Interview mit Toni Krahl, Rockmusiker und Sänger der Gruppe City, Vizepräsident des Komitees für Unterhaltungskunst, Vorsitzender der Sektion Rock

DM: Dies sind Tage der neuen Gedanken, sind es auch Tage der neuen Lieder?

TONI KRAHL: Eigentlich müssten neue Lieder sein, aber mir fehlt Zeit. Seit Anfang September beschäftigen mich andere Dinge. Unsere politischen Aktivitäten der zurückliegenden Wochen mussten organisatorisch vorbereitet und bewältigt werden. Dafür fehlt uns der Apparat, jede noch so einfache Technik. Und all das beschränkt sich meist auf drei, vier Leute. Wir hatten permanent mit solchen Dingen zu tun, Material vervielfältigen, Texte schreiben ..., die nicht direkt die Musik betrafen. Davor war es aber auch unmöglich, einfach ein Konzert zu machen.

DM: Wie spürten wie solche Gegensätzlichkeiten zwischen Bühne und Saal unten?
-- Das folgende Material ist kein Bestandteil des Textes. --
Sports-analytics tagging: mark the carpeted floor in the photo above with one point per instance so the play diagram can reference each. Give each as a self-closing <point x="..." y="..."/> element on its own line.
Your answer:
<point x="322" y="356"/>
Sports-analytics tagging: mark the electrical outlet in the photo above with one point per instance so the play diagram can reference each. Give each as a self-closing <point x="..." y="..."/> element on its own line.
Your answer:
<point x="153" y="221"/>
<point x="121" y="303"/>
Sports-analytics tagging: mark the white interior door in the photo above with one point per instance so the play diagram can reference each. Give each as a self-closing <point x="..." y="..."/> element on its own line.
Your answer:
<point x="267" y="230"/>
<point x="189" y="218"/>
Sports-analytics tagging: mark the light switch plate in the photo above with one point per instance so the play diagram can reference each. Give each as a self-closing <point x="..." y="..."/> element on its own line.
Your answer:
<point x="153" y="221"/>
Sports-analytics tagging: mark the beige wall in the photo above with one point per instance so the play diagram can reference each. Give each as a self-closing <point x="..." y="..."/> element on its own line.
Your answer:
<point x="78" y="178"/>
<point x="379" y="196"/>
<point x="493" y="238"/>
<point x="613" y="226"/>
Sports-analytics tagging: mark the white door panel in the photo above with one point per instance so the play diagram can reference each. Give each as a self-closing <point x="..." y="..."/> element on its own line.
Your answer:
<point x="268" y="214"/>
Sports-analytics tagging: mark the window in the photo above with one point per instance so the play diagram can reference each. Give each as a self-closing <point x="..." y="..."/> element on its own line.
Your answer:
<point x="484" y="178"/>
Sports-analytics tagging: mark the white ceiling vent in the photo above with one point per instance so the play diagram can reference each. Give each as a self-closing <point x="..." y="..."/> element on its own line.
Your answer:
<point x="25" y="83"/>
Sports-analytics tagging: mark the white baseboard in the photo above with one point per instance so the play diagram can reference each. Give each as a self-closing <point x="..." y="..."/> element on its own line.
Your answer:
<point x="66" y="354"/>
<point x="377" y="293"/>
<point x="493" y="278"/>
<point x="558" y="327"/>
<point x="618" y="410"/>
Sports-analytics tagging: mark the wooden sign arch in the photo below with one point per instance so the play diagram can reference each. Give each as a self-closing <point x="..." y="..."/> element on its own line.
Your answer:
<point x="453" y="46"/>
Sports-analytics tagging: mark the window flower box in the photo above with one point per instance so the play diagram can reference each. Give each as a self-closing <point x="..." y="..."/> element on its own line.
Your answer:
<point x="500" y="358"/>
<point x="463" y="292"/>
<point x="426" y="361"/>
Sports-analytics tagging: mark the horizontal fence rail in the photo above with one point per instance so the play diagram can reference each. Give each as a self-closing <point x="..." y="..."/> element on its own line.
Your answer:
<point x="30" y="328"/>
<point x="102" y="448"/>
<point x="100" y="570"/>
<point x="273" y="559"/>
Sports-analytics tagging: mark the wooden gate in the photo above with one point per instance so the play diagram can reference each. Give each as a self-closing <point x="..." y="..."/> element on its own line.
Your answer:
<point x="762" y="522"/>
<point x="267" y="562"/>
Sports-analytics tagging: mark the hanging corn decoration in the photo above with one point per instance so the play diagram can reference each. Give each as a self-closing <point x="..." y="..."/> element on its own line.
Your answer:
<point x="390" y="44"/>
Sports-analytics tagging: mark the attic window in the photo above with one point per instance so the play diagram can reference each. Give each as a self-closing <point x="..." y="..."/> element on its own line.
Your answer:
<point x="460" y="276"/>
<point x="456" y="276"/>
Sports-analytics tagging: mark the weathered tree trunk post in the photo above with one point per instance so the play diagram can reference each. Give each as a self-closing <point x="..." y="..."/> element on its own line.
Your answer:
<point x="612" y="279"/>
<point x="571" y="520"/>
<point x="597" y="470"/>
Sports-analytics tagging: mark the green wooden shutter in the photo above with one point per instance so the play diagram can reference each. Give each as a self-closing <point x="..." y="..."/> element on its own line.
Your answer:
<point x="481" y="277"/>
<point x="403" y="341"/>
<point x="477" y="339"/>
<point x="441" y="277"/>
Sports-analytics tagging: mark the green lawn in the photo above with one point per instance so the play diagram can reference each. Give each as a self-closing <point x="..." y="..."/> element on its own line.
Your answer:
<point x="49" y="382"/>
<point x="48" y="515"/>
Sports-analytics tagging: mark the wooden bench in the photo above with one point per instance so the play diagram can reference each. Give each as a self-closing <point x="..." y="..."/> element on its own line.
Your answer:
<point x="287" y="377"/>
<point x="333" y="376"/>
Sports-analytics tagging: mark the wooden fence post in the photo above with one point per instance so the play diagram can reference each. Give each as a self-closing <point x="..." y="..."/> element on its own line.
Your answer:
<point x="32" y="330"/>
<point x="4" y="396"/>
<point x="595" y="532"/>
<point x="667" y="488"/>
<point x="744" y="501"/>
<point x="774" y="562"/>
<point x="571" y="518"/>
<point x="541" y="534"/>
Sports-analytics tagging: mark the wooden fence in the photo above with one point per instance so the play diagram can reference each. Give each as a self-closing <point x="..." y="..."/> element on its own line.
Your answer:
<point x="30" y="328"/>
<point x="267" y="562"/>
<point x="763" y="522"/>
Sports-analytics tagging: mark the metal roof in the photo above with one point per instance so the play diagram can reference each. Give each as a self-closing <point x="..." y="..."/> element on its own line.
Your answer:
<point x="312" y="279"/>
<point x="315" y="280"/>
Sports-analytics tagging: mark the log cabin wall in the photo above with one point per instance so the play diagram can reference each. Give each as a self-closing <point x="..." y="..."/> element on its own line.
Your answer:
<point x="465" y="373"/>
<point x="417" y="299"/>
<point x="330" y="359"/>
TONI KRAHL: Viele waren durch die Tagesereignisse aufgeführt. In Gesprächen ging es fast ausschließlich um die Zustände in unserem Lande. Jeden betraf das, bis in die Familien hinein. Da saßen Menschen in Ungarn oder waren bereits in der Bundesrepublik, warteten in Lagern oder Botschaften. Wir bezogen Stellung und schrieben unsere Resolution.

DM: Wie gehen die Rocker gegenwärtig mit dieser im Morgen am 18. Oktober abgedruckten Resolution um?

TONI KRAHL: Die Resolution ist am 18. September geschrieben worden und bis zum 18. Oktober war es so gut wie verboten, damit zu arbeiten. Solche Verbote waren bei uns schon immer schwer zu fassen. Da wurden teilweise Auftrittsverbote verhängt, aber nie direkt an Künstler ausgesprochen. Die einzelnen Bezirke reagierten unterschiedlich. Manche Veranstalter verkündeten nur die Pflicht-Anweisung gegen das Verlesen der Resolution, überließen uns den Ablauf des Abends. Andere holten die Polizei, es wurden Strafen wegen Hausfriedensbruchs ausgesprochen.

DM: Auf welche Weise betraf das City?

TONI KRAHL: Wir hatten Ende September in Leipzig ein Freilichtkonzert, das bereits im Vorfeld leise abgesagt wurde. Als wir uns dann beim FDJ-Zentralrat dagegen wehrten, gegen solche meist verschleierten Praktiken aussprachen, durfte das Konzert stattfinden. Doch der Kartenvorverkauf in Leipzig wurde einfach gestoppt. Wir spielten dann vor Ordnungsgruppen, 300 Polizisten, einer Hundestaffel und einem Wasserwerfer. Heute verlesen wir die Resolution nicht mehr, die Ereignisse haben neue Zustände geschaffen. Trotzdem weisen wir im Konzert auf die Resolution hin, um damit deutlich zu machen, dass wir uns aus diesem begonnenen Veränderungsprozess nicht hinausdrängen lassen.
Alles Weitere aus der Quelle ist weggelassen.